いよいよ三日後の日曜に迫った統一地方選挙後半、北区の区長選は連日、マスコミをにぎわせていますね。

元アイドルの大沢樹生さんが出馬して撤回、まさかの現職の花川候補支持に回り、自民党や既得権益団体を打倒するオルタナティブな新しい保守のはずの維新が自民党のやまだ候補と手を組むことになったり。

そんな中、私自身はどの政党からの公認・推薦・支援も全くうけていない、こまざき美紀候補推しですが、今日は「東京新聞 × 選挙ドットコム」のアンケートに候補者4人が実際に回答した客観情報のみに基づき、なるべく中立的に、北区長選候補者の政策比較をしてみました。

各分野に関する首長の考え方を多面的に知ることの重要性はいうまでもないでしょう。区長えらびの一助になれば幸いです。

※ 東京新聞×選挙ドットコム「投票マッチング」による公表された候補者の政策判断から作成
(20項目中8項目の回答が分かれた結果を抜粋して再編集)
  https://votematches.go2senkyo.com/kita_kucho_2023/

①子育て支援 すこし花川候補が他の候補より後ろ向きではありますが、4候補とも福祉や子育て支援に前向きです。したがって、じつは子育て支援や高齢者福祉は、個人的には争点にならないと思ってます。しかし以下にみるように福祉政策以外は、かなり違います。
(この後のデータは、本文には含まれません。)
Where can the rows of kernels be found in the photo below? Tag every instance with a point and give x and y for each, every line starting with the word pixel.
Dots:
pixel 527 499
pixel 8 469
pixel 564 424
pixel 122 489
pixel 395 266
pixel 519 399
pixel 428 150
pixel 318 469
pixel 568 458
②駅前再開発 まず、一番わかりやすいのがこの駅前再開発。特に、一番街がなくなるかもしれない赤羽駅前のタワーマンション開発の是非です。1本立つのはもう決まってしまい、2本目、3本目を水面下で動いているとか... ②駅前再開発では、4候補の賛否が綺麗にバラけています。よって、全ての候補が異なるスタンスを示しかつ区民にとってきわめて身近な「駅前再開発」が本当は一番の争点になるはずです。そこでこれを基準に、左から右に4候補を配置しました。

③防衛費増額 上の②駅前再開発とほぼ同様のバラけ方をするので、地方政治ではない安全保障イシューですが、②の次の3番目に配置しました。候補の基本的な政治的立ち位置がわかりますし。

④防災・都市計画道路 上の②駅前再開発と③防衛費増額への態度と似たバラけ方をするので、これらの次の4番目に配置しました。②③④を通じて、橋本候補が一貫して反対なのに対して、こまざき候補は反対からやや賛成へと態度が異なり、柔軟な側面を覗かせます。橋本候補とは反対にやまだ候補が一貫して賛成なのも印象的です。

⑤路上喫煙禁止 上記の土建系や重工系が儲かりそうな政策には反対の橋本候補ですが、路上喫煙には寛容で、最も禁止に積極的なこまざき候補とは対照的です。若い候補ほど禁止に積極的です。

⑥外国人地方行政参加 国政ではなく地方なので「国が○○人に乗っ取られる」という心配はないですが、自治体レベルではそのリスクもあるかもしれないイシュー。一方で、地域に長く住んでいる外国人が地域の決め事に参加できないのも問題になりえます。この難しい問題では他の二候補が中立の一方、橋本候補とやまだ候補が賛成・反対の両極に割れるのが印象的です。じつは8つの質問すべてで、やまだ候補と橋本候補は対照的になっています。言い方は語弊あるかもしれませんが、すくなくともこの表においては極右と極左という位置づけになりますね。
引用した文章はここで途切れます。